The Mudcat Café TM
Thread #28033   Message #2686308
Posted By: GUEST,Paul Slade
23-Jul-09 - 04:49 PM
Thread Name: Origins: Knoxville Girl
Subject: RE: Knoxville Girl's UK roots
I must admit, I'd never come across any of those songs until you mentioned them.

I've now had a chance to look up Lucy Wan and What Put the Blood elsewhere on Mudcat, however, and I see the crucial verses have a killer, confronted by his mother, who explains away the blood on his clothes by telling her it's an animal's blood. In fact, as his mother quickly guesses, it belongs to either his brother or his sister, who the man's just killed.

Mudcat dates Lucy Wan back to 1827. Knoxville Girl's American predecessor, The Lexington Miller, was still using the miller's servant rather than his mother at around that time, so it's perfectly possible that whoever rewrote it to introduce the mother already knew the floating verses you mention.

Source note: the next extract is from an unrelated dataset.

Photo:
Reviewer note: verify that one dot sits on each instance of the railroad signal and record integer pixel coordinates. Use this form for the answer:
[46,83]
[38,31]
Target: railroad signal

Even so, part of his motivation could still have been to make the song more identifiable for his American listeners.

There's no mention of a nosebleed in any of the songs you mention – or, at least, not in any version I've seen – and that element of Knoxville Girl can be traced directly back to The Bloody Miller in 1683 or so.

I'm glad you enjoyed my piece, and thanks very much for raising this interesting point about it.